Grâce à notre situation nouvelle dans le Sahara et dans le Sud-Ouest, d’intéressantes reconnaissances ont pu être accomplies, qui nous ont procuré de précieux renseignements géographiques. En 1901 et 1902, le commandant Pierron, le capitaine Regnault, les lieutenants Cabon, Huot, Niéger, Rousseau ont levé des itinéraires, déterminé des positions, reconnu des points d’eau et des pistes dans la région située à l’ouest de la Zousfana-Saoura dans la direction de Tabelbalet et du Tafilelt, sur la rive droite du Guir, dans les massifs montagneux situés à l’ouest de Figuig[363]. Nous avons parlé plus haut de la reconnaissance du capitaine Flye-Sainte-Marie dans la direction de Tindouf.
De ces explorations et reconnaissances, ainsi que de celles qui ont été effectuées dans les régions nouvellement occupées, sont sorties des publications cartographiques intéressantes : la carte des Oasis sahariennes du commandant Laquière[364], celle du lieutenant Niéger[365] et la carte provisoire de l’Extrême-Sud de l’Algérie (partie occidentale) à 1/800.000e, dressée par ordre de M. Jonnart, Gouverneur général, et exécutée par le capitaine Prudhomme, du Service géographique de l’armée[366]. Cette carte est limitée au Nord par le parallèle de Si-el-Hadj-Eddine, à l’Ouest par l’Oued-Guir et l’Erg-er-Raoui jusqu’à Tabelbala, au Sud par le Mouydir septentrional, à l’Est par le méridien 3° 30′, légèrement à l’Est d’Ouargla.
M. Emile F. Gautier professeur à l’école supérieure des Lettres d’Alger, connu par ses explorations antérieures à Madagascar, a fait connaître[367] les grands traits de la géographie physique de la région qui s’étend au sud de Figuig, le long des oueds Zousfana et Saoura, et de la sebkha du Gourara.
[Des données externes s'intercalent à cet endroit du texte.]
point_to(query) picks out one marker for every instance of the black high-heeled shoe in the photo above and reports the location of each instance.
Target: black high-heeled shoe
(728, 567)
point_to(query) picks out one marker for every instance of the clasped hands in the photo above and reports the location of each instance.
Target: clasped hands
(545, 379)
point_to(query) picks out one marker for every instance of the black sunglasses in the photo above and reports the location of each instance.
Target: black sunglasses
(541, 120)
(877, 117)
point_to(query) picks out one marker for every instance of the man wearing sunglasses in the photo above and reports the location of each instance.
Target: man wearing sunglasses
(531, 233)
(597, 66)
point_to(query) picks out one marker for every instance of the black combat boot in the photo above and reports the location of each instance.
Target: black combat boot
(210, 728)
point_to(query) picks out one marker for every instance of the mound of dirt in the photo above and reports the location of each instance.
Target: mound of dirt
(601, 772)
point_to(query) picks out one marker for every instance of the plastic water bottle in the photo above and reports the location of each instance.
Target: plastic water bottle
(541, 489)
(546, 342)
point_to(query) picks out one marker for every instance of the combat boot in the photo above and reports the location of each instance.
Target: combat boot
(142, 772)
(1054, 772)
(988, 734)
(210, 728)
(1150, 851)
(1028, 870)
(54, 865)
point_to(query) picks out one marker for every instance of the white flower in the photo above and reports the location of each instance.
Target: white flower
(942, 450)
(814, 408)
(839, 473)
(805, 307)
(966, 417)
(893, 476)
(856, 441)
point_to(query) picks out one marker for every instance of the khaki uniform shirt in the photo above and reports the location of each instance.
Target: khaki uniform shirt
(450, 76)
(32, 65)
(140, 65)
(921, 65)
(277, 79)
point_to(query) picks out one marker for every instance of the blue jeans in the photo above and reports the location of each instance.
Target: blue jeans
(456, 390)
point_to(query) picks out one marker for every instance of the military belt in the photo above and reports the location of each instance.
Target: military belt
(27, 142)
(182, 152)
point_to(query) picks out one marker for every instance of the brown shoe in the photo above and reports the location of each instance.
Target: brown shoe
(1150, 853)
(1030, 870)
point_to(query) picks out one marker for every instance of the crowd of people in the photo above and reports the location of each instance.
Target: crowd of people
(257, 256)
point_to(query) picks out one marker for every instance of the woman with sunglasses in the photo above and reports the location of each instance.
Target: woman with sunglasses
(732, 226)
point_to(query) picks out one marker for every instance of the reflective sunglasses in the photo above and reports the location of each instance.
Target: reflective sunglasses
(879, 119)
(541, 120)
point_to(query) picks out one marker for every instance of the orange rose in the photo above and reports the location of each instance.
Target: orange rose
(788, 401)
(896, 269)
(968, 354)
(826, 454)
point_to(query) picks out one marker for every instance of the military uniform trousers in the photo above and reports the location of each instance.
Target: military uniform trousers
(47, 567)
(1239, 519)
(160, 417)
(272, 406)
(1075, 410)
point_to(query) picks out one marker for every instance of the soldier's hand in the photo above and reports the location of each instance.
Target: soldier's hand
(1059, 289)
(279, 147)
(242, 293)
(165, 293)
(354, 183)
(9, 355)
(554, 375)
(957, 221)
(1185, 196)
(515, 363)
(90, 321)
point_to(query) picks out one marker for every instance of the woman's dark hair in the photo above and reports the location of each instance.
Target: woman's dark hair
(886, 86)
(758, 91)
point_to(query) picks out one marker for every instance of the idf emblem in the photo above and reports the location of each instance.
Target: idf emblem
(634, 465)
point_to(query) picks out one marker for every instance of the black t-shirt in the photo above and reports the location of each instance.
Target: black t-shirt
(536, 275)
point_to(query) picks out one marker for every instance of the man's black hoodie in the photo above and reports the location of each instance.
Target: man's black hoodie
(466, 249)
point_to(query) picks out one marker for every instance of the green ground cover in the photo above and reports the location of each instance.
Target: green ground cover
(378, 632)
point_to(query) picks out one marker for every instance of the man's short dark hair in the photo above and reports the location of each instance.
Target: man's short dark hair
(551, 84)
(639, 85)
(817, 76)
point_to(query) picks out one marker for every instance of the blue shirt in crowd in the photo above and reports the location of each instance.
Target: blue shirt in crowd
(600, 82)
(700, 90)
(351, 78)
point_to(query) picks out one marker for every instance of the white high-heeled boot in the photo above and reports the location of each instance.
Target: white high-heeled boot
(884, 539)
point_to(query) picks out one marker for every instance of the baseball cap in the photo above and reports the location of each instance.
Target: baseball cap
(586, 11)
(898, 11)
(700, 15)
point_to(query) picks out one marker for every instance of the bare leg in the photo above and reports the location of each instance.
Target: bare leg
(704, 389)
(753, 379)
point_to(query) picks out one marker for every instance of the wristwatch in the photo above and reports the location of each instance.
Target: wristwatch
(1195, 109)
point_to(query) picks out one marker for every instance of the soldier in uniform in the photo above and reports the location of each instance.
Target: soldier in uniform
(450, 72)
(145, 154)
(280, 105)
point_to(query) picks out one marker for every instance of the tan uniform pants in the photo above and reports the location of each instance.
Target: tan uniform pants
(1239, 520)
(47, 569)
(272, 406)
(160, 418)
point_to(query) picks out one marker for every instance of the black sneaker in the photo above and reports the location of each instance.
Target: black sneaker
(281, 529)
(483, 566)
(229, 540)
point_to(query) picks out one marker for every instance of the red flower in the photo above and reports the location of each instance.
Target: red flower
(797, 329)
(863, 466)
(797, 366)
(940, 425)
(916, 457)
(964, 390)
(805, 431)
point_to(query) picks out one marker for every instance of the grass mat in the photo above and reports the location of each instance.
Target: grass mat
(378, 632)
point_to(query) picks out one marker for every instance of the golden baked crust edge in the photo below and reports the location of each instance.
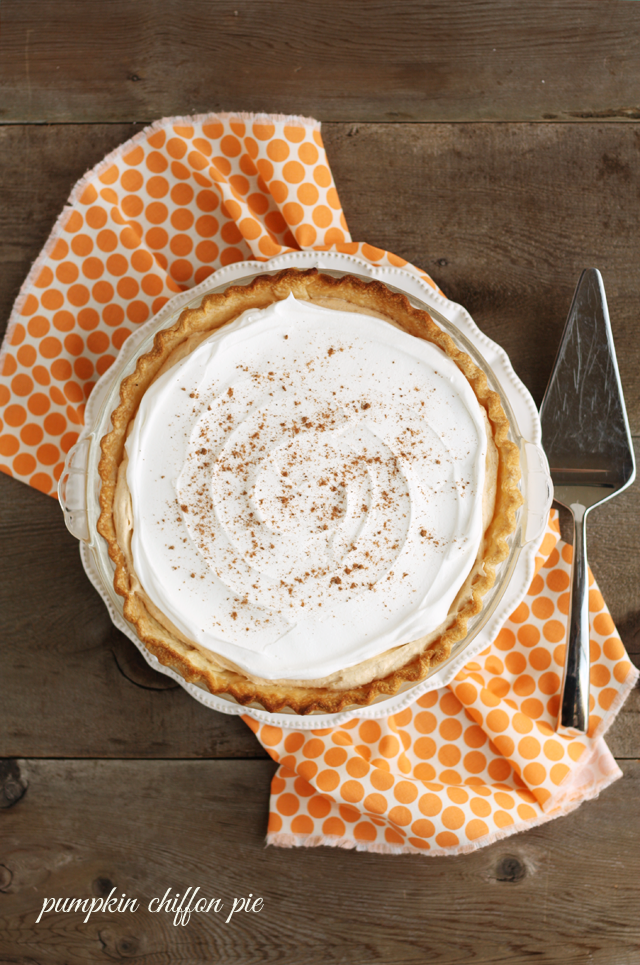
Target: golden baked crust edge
(217, 309)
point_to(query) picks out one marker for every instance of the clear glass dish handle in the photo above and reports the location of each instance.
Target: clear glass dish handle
(539, 492)
(72, 490)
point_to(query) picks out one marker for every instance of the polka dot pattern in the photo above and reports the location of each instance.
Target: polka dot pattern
(158, 216)
(476, 759)
(470, 762)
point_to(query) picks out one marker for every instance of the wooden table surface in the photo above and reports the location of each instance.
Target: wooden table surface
(495, 144)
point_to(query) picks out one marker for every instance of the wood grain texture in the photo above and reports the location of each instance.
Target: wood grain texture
(74, 686)
(145, 826)
(504, 216)
(368, 60)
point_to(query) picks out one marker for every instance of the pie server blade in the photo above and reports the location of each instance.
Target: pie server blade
(585, 433)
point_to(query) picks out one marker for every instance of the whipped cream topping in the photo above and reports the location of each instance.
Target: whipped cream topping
(306, 490)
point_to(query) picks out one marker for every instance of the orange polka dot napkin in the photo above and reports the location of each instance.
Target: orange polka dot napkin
(464, 764)
(468, 763)
(157, 216)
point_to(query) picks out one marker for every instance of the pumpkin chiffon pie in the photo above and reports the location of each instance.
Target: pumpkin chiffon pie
(306, 492)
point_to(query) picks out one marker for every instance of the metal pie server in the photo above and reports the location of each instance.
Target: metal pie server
(585, 433)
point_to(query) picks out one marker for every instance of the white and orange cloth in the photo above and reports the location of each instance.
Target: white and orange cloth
(464, 764)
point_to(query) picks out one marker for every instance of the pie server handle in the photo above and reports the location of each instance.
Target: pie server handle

Au point de vue géologique, le Sahara commence exactement au Djebel-Moumen, à Ksar-el-Azoudj : c’est là qu’on quitte les sierras secondaires de l’Atlas pour les hammadas primaires du Sahara, constituées ici par le calcaire carboniférien horizontal. Au-delà d’Igli se montrent les terrains dévoniens en couches très plissées, qui paraissent représenter, selon l’expression employée pour la première fois par M. Flamand, une ancienne chaîne hercynienne. M. Emile F. Gautier déclare[368] que la cuvette du Touat n’existe pas, au moins en tant que bassin fermé où viennent mourir l’Oued-Saoura et l’Oued-Botha. A l’ouest du Touat, au lieu d’un fond de lac desséché, on trouve un grand réseau quaternaire dont l’artère principale était l’Oued-Messaoud (Oued-Saoura prolongé). Tous les oueds descendant de l’Ahaggar et de l’Atlas (y compris ceux du Tafilelt) convergeraient vers les salines de Taoudeni.
M. Edmond Doutté, qui accompagnait la commission franco-marocaine de 1902, a publié de très intéressantes notes sur Figuig et ses habitants[369]. Le capitaine Flye-Sainte-Marie a consacré à la situation économique du Touat une étude approfondie et impartiale[370].